Per il resto, durante il primo giorno abbiamo:
1. scoperto che fare la spesa non è particolarmente economico, a meno di non nutrirsi esclusivamente di carne
2. nella prima passeggiata tra fratelli avuto un chiaro segnale che il viaggio non potrà che andar bene. Dopo cinque minuti eravamo in un mercatino di artigianato fricchettone, seduti intorno a dei suonatori di un gruppo che si chiama pachamanca. I componenti, provenienti dai quattro angoli dell’America Latina ci hanno fatto sentire le loro canzoni, offerto birra e fatto un sacco di domande sulla nostra provenienza. Inutile dire che saremmo rimasti lì ad oltranza. Ma il destino ha voluto altrimenti, perchè abbiamo ricevuto un messaggio che diceva che le cugine argentine ci aspettavano a casa…

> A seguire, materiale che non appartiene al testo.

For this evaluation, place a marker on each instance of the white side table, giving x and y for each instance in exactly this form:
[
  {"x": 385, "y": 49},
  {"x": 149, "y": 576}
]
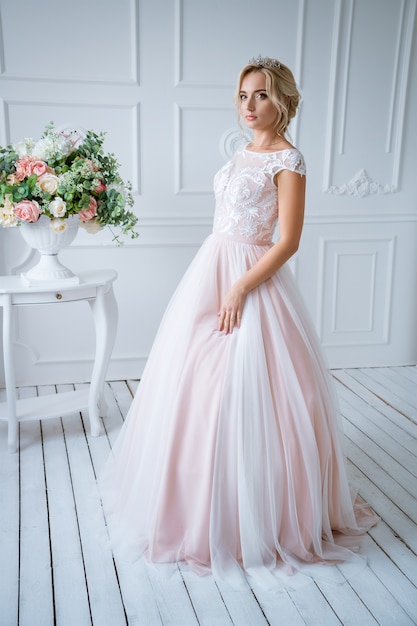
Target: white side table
[{"x": 96, "y": 288}]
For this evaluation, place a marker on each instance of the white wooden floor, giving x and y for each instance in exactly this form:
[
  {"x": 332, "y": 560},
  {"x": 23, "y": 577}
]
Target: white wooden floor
[{"x": 56, "y": 566}]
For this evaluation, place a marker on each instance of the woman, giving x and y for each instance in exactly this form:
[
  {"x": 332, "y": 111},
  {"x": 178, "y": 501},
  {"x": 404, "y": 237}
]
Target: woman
[{"x": 231, "y": 458}]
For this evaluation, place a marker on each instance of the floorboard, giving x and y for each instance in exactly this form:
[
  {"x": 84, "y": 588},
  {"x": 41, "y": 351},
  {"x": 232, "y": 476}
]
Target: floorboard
[{"x": 57, "y": 567}]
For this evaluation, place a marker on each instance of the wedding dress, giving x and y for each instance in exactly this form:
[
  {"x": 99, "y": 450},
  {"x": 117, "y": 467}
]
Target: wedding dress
[{"x": 231, "y": 456}]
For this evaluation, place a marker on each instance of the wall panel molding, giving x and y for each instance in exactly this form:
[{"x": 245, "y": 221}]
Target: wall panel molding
[
  {"x": 355, "y": 283},
  {"x": 347, "y": 25}
]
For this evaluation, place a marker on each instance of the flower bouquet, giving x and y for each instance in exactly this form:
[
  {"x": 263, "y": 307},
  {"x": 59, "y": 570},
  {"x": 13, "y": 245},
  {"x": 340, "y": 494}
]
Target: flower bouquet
[{"x": 64, "y": 173}]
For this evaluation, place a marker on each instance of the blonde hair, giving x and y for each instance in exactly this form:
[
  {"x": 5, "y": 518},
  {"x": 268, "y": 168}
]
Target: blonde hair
[{"x": 281, "y": 89}]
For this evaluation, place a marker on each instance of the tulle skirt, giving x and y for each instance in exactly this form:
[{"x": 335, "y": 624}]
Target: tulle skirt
[{"x": 231, "y": 455}]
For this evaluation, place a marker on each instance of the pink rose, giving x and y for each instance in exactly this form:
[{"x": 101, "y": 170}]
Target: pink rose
[
  {"x": 23, "y": 168},
  {"x": 88, "y": 214},
  {"x": 27, "y": 211},
  {"x": 39, "y": 168}
]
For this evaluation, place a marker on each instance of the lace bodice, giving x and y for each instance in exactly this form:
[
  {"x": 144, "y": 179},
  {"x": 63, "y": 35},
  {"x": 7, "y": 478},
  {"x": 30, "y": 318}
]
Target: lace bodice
[{"x": 246, "y": 195}]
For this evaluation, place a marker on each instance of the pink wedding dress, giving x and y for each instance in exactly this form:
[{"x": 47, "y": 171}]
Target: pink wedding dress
[{"x": 231, "y": 456}]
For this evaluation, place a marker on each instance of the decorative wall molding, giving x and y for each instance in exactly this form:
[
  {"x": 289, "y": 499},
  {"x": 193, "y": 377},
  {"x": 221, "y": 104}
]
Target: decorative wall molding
[
  {"x": 376, "y": 255},
  {"x": 346, "y": 23},
  {"x": 361, "y": 185}
]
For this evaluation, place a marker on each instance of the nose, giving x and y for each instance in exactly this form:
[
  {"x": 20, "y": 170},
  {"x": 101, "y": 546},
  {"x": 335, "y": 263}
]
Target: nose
[{"x": 250, "y": 104}]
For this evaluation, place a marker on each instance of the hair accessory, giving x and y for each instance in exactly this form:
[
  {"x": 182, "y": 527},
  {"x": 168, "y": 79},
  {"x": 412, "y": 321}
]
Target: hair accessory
[{"x": 265, "y": 62}]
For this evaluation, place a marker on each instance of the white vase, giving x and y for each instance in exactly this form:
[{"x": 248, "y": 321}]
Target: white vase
[{"x": 49, "y": 270}]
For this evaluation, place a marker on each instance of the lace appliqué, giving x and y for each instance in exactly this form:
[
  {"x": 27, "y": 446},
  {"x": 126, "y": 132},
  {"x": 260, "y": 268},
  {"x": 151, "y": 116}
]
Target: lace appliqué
[{"x": 246, "y": 195}]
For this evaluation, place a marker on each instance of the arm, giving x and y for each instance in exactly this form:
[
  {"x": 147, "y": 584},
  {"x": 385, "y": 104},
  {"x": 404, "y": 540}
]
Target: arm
[{"x": 291, "y": 198}]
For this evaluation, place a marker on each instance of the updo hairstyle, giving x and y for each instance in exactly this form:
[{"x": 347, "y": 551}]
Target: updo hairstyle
[{"x": 281, "y": 89}]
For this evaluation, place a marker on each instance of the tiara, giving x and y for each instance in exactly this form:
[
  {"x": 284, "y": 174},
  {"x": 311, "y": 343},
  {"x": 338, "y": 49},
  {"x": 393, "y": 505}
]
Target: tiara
[{"x": 265, "y": 62}]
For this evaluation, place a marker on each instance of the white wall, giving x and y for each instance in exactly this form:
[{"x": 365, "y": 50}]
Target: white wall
[{"x": 158, "y": 76}]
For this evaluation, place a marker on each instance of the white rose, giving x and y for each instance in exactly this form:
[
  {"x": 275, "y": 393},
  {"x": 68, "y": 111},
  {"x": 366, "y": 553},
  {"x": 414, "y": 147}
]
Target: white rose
[
  {"x": 58, "y": 225},
  {"x": 42, "y": 149},
  {"x": 49, "y": 183},
  {"x": 7, "y": 216},
  {"x": 24, "y": 147},
  {"x": 91, "y": 226},
  {"x": 58, "y": 207}
]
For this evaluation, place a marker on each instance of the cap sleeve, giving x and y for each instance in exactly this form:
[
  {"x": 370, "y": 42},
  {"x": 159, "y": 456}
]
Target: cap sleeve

Adriana, Liliana e Franco, intorno a qualche tazza di tè, cibo e molte sigarette ci hanno raccontato della situazione Argentina ed espresso le loro criticità nei confronti di Cristina, la presidenta, che, stando a loro, deresponsabilizza i cittadini tramite una politica di sussidi indiscriminati, in cambio di voti. Si passa poi ai ricordi di famiglia e alle storie migranti. Il tutto in uno spagnolo misto a italiano, da una parte e dall’altra. Adriana ci promette che si cucinerà qualcosa insieme prima che partiamo da Buenos Aires.

Dopo la loro partenza sono le 6, quindi le 10 in Italia e scatta il momento abbiocco, interrotto da suoni inconfondibili di manifestazione. In effetti avevamo visto qualche manifesto sul corteo per la festa della donna, che qui viene chiamato in modo più corretto dia internacional de la mujer. Poi dopo mujer segue solitamente un aggettivo, che può variare tra trabahadora e luchadora. Come ci piace quest’America Latina! Decidiamo immediatamente di scendere e di prendere parte. E ci rendiamo conto di qualche piccola, ma sostanziale, differenza con quello che siamo abituati a vedere in Italia.

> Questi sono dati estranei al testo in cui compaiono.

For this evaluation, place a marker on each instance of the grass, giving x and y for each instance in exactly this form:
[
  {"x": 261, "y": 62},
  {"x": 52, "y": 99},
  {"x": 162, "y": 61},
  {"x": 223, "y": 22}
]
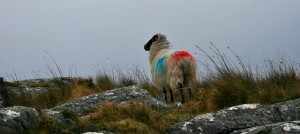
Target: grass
[{"x": 225, "y": 81}]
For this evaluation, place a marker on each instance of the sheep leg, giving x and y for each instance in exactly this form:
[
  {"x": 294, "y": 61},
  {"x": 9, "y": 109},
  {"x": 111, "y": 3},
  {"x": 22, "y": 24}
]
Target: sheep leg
[
  {"x": 180, "y": 87},
  {"x": 171, "y": 93},
  {"x": 165, "y": 93},
  {"x": 190, "y": 93}
]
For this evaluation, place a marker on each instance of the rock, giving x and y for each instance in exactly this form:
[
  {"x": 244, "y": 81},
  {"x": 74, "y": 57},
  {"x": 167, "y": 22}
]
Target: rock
[
  {"x": 290, "y": 127},
  {"x": 120, "y": 95},
  {"x": 241, "y": 117},
  {"x": 18, "y": 119}
]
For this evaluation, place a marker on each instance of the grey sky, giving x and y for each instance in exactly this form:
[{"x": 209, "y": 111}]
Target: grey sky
[{"x": 102, "y": 32}]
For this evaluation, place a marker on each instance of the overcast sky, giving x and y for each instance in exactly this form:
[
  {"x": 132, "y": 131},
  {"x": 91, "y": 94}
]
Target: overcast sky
[{"x": 89, "y": 33}]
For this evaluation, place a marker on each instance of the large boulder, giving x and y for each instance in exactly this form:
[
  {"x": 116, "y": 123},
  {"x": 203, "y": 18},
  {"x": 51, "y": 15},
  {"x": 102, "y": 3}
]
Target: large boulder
[
  {"x": 242, "y": 117},
  {"x": 120, "y": 95},
  {"x": 18, "y": 119}
]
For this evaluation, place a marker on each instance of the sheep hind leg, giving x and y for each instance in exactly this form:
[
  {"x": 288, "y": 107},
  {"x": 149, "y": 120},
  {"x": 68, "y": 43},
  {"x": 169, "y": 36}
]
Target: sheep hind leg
[
  {"x": 180, "y": 87},
  {"x": 171, "y": 94},
  {"x": 165, "y": 93},
  {"x": 190, "y": 93}
]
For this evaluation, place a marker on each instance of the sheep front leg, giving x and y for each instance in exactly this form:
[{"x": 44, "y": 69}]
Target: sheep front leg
[
  {"x": 165, "y": 93},
  {"x": 180, "y": 87}
]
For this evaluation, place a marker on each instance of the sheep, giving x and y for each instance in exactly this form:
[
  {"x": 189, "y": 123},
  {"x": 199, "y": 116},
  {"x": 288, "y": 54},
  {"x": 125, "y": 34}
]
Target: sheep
[{"x": 170, "y": 69}]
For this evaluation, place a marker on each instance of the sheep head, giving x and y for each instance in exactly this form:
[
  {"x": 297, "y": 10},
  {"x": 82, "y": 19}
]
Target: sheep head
[{"x": 155, "y": 38}]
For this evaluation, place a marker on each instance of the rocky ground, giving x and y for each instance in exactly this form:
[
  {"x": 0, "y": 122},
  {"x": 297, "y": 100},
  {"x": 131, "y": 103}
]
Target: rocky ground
[{"x": 281, "y": 117}]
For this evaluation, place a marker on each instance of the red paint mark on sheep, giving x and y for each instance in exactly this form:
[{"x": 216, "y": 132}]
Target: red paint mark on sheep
[{"x": 179, "y": 55}]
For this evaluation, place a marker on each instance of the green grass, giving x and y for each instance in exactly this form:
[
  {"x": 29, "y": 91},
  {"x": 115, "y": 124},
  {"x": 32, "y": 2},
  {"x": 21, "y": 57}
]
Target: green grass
[{"x": 225, "y": 81}]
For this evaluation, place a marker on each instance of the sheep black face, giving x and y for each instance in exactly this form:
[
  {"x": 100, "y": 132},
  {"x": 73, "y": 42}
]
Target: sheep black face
[{"x": 149, "y": 43}]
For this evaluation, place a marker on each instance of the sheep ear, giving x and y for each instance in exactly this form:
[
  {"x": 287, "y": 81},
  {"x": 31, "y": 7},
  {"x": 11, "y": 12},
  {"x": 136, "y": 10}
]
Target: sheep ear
[{"x": 149, "y": 43}]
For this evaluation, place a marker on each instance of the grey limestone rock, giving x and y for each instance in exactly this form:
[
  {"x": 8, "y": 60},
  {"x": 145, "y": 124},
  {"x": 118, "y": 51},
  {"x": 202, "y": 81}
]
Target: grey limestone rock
[
  {"x": 18, "y": 119},
  {"x": 241, "y": 117},
  {"x": 120, "y": 95},
  {"x": 290, "y": 127}
]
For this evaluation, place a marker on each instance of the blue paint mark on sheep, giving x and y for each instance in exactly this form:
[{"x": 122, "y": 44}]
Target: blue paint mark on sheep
[{"x": 160, "y": 67}]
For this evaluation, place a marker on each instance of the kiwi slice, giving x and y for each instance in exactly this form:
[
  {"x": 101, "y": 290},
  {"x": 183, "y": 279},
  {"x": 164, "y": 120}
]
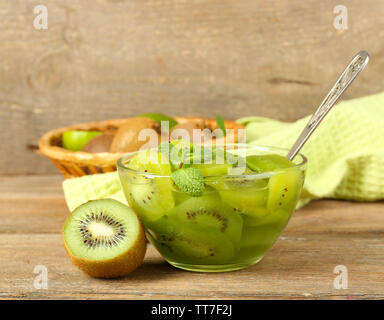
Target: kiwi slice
[
  {"x": 104, "y": 238},
  {"x": 150, "y": 197},
  {"x": 244, "y": 194},
  {"x": 75, "y": 140},
  {"x": 158, "y": 117},
  {"x": 208, "y": 213},
  {"x": 195, "y": 246},
  {"x": 283, "y": 189}
]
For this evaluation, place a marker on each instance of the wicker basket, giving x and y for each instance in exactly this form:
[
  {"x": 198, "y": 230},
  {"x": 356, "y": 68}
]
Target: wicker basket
[{"x": 76, "y": 164}]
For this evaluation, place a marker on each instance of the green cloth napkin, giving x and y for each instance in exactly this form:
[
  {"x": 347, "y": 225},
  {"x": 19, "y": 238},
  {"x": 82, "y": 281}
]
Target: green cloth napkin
[{"x": 345, "y": 155}]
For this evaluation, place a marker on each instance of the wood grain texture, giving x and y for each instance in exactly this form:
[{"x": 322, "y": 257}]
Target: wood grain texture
[
  {"x": 104, "y": 59},
  {"x": 300, "y": 265}
]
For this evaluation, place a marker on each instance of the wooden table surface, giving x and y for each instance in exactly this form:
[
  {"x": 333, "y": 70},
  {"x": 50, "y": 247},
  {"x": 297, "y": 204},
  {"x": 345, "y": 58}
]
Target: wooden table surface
[{"x": 301, "y": 264}]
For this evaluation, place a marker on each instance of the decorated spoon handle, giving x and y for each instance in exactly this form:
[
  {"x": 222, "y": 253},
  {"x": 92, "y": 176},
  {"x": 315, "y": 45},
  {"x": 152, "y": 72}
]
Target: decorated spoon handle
[{"x": 357, "y": 64}]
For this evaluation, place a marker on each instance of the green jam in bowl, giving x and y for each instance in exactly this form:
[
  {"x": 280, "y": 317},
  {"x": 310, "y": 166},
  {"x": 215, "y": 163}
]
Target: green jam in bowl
[{"x": 249, "y": 195}]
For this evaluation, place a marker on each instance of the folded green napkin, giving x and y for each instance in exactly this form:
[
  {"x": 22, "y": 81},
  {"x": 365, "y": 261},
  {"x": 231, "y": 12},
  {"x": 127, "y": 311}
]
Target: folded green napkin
[{"x": 345, "y": 155}]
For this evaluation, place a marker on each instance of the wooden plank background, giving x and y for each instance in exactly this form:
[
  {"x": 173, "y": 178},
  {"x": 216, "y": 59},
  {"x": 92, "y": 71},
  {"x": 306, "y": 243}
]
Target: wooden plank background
[{"x": 104, "y": 59}]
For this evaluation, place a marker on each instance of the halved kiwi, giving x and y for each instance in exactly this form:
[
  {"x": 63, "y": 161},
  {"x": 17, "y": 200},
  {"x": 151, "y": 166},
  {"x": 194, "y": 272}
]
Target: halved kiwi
[
  {"x": 104, "y": 238},
  {"x": 210, "y": 214}
]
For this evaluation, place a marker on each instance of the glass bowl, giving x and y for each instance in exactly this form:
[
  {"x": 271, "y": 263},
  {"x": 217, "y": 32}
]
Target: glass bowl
[{"x": 230, "y": 227}]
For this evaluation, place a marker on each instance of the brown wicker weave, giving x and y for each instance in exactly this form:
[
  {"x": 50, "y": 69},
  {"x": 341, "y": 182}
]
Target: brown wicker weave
[{"x": 76, "y": 164}]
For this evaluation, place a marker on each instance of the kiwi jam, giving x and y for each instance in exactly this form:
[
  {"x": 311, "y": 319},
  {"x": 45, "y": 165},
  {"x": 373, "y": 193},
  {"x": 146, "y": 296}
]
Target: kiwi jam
[{"x": 201, "y": 216}]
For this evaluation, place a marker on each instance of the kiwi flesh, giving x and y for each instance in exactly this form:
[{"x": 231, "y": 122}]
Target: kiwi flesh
[
  {"x": 104, "y": 238},
  {"x": 208, "y": 213}
]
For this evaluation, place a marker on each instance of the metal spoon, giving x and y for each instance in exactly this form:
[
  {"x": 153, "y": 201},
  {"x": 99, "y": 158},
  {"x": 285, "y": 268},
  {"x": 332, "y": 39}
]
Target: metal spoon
[{"x": 356, "y": 65}]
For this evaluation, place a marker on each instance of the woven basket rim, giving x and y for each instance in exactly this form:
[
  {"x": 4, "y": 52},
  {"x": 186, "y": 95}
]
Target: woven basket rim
[{"x": 102, "y": 158}]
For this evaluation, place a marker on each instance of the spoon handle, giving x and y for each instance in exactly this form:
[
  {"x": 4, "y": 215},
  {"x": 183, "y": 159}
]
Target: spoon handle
[{"x": 356, "y": 65}]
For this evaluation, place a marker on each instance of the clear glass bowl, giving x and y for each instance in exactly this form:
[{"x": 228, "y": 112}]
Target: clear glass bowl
[{"x": 230, "y": 227}]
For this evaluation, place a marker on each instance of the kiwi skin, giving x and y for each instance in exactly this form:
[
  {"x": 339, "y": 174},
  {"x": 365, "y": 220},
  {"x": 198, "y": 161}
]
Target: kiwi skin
[{"x": 117, "y": 267}]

Prima di tutto una grande trasversalità in termini di età: bambine, ragazze, donne, anziane sfilano insieme e lo fanno cantando e trasmettendo gioia e energia, pur rivendicando diritti, lavoro, dignità e autodeterminazione. Non solo donne in piazza ovviamente, ma donne che suonano, donne che cantano, donne che ballano. Le parole aborto legal, seguro y gratuito ricorrono su cartelli, striscioni e magliette. Veniamo a scoprire così che in Argentina l’aborto è reato, salvo in caso di pericolo di vita per la madre o di violenza. Pare, inoltre, che la presidenta stia lavorando ad un progetto di riforma del codice civile che prevede che la vita sia considerata tale a partire dal concenpimento. E questo progetto di legge sarebbe derivante da un accordo con il Papa. Mannaggia, ce la doveva avere una macchia quello là.. Molti slogan anche per l’assoluzione di misteriosi petroleros. Ecco la loro storia: sono lavoratori petroliferi, accusati di aver ucciso un poliziotto durante una manifestazione e condannati all’ergastolo, senza alcuna prova, per questo motivo.

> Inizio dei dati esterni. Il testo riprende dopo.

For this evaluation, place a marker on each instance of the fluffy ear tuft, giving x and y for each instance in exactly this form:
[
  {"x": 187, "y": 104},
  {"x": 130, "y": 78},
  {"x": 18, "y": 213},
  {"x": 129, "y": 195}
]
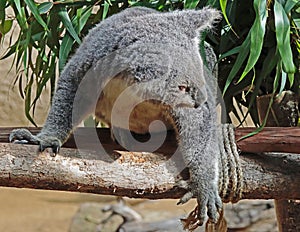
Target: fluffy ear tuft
[{"x": 199, "y": 20}]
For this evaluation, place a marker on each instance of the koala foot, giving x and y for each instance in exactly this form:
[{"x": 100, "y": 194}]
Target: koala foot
[
  {"x": 209, "y": 201},
  {"x": 24, "y": 136}
]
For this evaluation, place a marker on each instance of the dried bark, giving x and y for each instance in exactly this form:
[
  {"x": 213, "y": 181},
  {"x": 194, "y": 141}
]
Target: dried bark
[{"x": 136, "y": 174}]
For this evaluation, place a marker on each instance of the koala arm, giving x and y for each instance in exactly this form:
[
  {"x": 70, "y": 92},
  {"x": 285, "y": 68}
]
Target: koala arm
[{"x": 197, "y": 141}]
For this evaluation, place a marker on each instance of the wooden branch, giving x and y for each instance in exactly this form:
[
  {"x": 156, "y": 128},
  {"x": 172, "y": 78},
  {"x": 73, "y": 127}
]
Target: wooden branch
[
  {"x": 271, "y": 139},
  {"x": 136, "y": 174}
]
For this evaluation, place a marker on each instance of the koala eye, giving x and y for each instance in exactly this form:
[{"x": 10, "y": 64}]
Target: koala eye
[{"x": 184, "y": 88}]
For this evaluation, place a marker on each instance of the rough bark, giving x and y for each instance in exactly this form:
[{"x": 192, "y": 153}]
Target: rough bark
[
  {"x": 271, "y": 139},
  {"x": 136, "y": 174}
]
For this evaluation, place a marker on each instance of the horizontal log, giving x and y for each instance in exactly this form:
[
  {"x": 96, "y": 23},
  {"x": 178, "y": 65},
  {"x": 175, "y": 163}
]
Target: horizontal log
[
  {"x": 136, "y": 174},
  {"x": 270, "y": 139}
]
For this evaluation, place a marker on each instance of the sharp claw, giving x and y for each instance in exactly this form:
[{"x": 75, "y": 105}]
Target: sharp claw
[{"x": 186, "y": 197}]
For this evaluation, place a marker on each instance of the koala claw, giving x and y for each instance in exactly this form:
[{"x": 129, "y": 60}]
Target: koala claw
[
  {"x": 211, "y": 203},
  {"x": 23, "y": 136},
  {"x": 50, "y": 142}
]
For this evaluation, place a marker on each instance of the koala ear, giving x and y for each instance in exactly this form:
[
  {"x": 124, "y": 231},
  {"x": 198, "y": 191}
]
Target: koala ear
[{"x": 198, "y": 20}]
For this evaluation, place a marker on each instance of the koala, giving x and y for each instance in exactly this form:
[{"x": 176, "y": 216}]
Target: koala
[{"x": 166, "y": 79}]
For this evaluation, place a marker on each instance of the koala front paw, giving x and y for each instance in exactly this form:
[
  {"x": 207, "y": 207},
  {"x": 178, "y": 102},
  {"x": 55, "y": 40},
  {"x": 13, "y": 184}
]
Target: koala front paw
[
  {"x": 24, "y": 136},
  {"x": 209, "y": 201},
  {"x": 50, "y": 142}
]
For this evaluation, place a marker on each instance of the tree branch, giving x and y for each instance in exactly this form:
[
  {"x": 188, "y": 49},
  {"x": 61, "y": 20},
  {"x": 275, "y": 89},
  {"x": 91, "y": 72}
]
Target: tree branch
[{"x": 136, "y": 174}]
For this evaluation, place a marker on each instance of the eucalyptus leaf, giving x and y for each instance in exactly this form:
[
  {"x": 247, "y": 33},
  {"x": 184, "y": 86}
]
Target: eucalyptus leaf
[
  {"x": 191, "y": 4},
  {"x": 5, "y": 26},
  {"x": 282, "y": 26},
  {"x": 68, "y": 24},
  {"x": 257, "y": 35},
  {"x": 36, "y": 13},
  {"x": 45, "y": 7}
]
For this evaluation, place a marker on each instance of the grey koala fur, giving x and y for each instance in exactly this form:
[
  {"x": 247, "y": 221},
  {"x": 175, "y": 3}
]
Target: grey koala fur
[{"x": 161, "y": 55}]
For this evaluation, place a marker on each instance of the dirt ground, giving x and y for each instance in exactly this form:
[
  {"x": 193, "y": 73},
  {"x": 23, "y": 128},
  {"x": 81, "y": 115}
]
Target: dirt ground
[{"x": 40, "y": 210}]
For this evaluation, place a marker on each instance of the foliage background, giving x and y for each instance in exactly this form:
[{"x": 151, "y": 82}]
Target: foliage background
[{"x": 257, "y": 42}]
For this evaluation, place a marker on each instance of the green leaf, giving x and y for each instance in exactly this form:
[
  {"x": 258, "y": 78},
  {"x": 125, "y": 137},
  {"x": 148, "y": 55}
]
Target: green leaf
[
  {"x": 34, "y": 10},
  {"x": 2, "y": 10},
  {"x": 190, "y": 4},
  {"x": 21, "y": 16},
  {"x": 244, "y": 51},
  {"x": 45, "y": 7},
  {"x": 282, "y": 27},
  {"x": 83, "y": 18},
  {"x": 231, "y": 52},
  {"x": 5, "y": 27},
  {"x": 106, "y": 5},
  {"x": 63, "y": 14},
  {"x": 257, "y": 35},
  {"x": 289, "y": 5},
  {"x": 64, "y": 51},
  {"x": 283, "y": 81},
  {"x": 223, "y": 4}
]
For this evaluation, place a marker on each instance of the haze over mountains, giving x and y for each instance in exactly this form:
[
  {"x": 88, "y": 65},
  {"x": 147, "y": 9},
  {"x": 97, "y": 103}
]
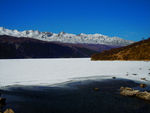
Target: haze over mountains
[
  {"x": 136, "y": 51},
  {"x": 67, "y": 38},
  {"x": 35, "y": 44}
]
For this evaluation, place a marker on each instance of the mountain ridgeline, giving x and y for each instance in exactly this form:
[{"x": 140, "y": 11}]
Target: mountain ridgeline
[
  {"x": 136, "y": 51},
  {"x": 36, "y": 44}
]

Torniamo a casa presi bene, stanchi morti, consapevoli di quanto avremo da imparare e da lavorare, ma che siamo decisamente arrivati nel posto giusto.

Oggi turismo. Casa Rosada, spasmodica ricerca di pullman turistico per zia, non trovato. Nella piazza dell’obelisco un altro assembramento. Politico immaginiamo immediatamente. Quasi tutte donne, molto giovani. Sventolano bandiere dell’Argentina, avvicinandoci notiamo qualcosa di strano. Sono proprio ragazzine e ci sono altre persone che vendono gadget dei One Direction. Cominciamo a sospettare che l’incontro non sia di natura politica. E infatti si tratta del raduno per chiedere, non abbiamo capito a chi, che i One Direction vadano ad esibirsi in Argentina. Le ragazzine che mi spiegano non si capacitano che a me i One Direction non entusiasmino e neanche Justin Bieber. Scappiamo, prendiamo un bus normale che ci porta a Recoleta dove troviamo un altro mercatino dell’artigianato, gente che suona e che si rilassa sul prato e un divertente spettacolo di capoeira. Casa, insomma!